I talebani che attaccano la coalizione non sono solo i fanatici studenti delle madrasse pakistane o gli arabi di al qaida, ma anche cittadini afgani. I talebani ormai stanno costruendo un'area di consenso nei villaggi e nella capitale grazie alla quale possono continuare ad attaccare la Nato nel cuore delle aree che dovrebbero controllare. La guerra è ormai alle porte di Kabul e già adesso i talebani sono in grado di far arrivare nella capitale centinaia e centinaia di soldati armati. Nelle valli che i soldati italiani dovrebbero controllare si produce oppio: con i soldi di questo traffico i talebani comprano le armi con cui poi uccidono i nostri soldati, e i campi continuano a essere coltivati ad oppio, a soli 30 chilometri da Kabul. E tutto questo proprio mentre il contingente italiano si sta preparando ad una svolta importante e drammatica: ad ottobre i nostri soldati si dispiegheranno quasi tutti nell’ovest del Paese, ad Herat, dove già siamo presenti e soprattutto a Farah, nel sudovest del Paese, dove si combatte tutti i giorni.
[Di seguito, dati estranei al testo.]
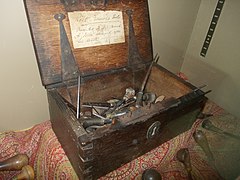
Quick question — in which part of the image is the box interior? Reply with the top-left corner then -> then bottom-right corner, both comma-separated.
56,65 -> 193,133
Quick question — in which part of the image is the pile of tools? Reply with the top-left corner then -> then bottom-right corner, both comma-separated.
74,53 -> 212,133
80,87 -> 162,132
77,54 -> 160,132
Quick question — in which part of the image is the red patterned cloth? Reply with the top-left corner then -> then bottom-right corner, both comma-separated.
0,101 -> 239,180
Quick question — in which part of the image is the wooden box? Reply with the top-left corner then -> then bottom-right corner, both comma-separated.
24,0 -> 208,179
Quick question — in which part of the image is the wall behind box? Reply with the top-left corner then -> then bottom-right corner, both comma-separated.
0,0 -> 239,131
181,0 -> 240,118
148,0 -> 201,73
0,1 -> 49,131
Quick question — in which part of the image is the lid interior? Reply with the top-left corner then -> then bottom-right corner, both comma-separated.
24,0 -> 153,87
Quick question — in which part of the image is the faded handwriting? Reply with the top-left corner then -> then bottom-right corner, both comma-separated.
68,11 -> 125,49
In un'intervista, alla domanda "Lei conferma che vi è stata una pulizia etnica dei serbi del Kosovo?" Riccardo Iacona risponde:
"Certo, e lo abbiamo anche documentato, soprattutto nei primi 40 minuti, in cui vi è una concentrazione della documentazione abbastanza minuziosa, persino insistita. Molti mi hanno scritto dicendo che 'questa parte del documentario è insopportabile da punto di vista emotivo'. Ovviamente, se in pochi minuti si riassumono le violenze compiute per più di nove anni, al fine di riempire un 'buco' dell'informazione, il risultato dà una certa impressione. Tutto questo però è accaduto in nove anni di amministrazione Onu e Nato, il che è ancora più grave. Mentre nei primi tempi, dopo il 1999, era immaginabile la fuga dei serbi che avevano ricoperto dei ruoli all'interno delle amministrazioni e magari si erano anche 'sporcati le mani di sangue' - come spesso affermano - e per paura di ritorsioni e vendette hanno lasciato la provincia, non è tollerabile che questi crimini siano stati fatto quando la Nato ha assicurato una certa sicurezza nella regione ed era già cominciata la ricostruzione. Lei sa che i serbi hanno bruciato le case degli albanesi durante la guerra, e quelle stesse abitazioni sono state ricostruite con i fondi internazionali, ma ciò non è avvenuto nei confronti dei serbi."

Quest'intervista, invece è di qualche anno fa. Ironica, come nello stile di Serena Dandini e Dario Vergassola, ma - nella sua ironia - terribilmente seria. Un inno all'orgoglio Rai, quella televisione di stato che sa produrre materiali di qualità e che non ha paura di essere impopolare, non proponendo solo format made in Endemol.

Concludo ricordando una vecchio commento di Enzo Biagi, quando Giulio Andreotti disse che "ci rechiamo in Iraq per una operazione di 'polizia internazionale'": "immagino che al posto di mitragliate fioccheranno multe".
Enzo Biagi, il giornalista, era così: diretto, senza giri di parole. Riccardo Iacona ha uno stile molto simile: quando deve fare un'affermazione la fa e basta, anche se la verità - specie se detta tutta d'un fiato - può far male.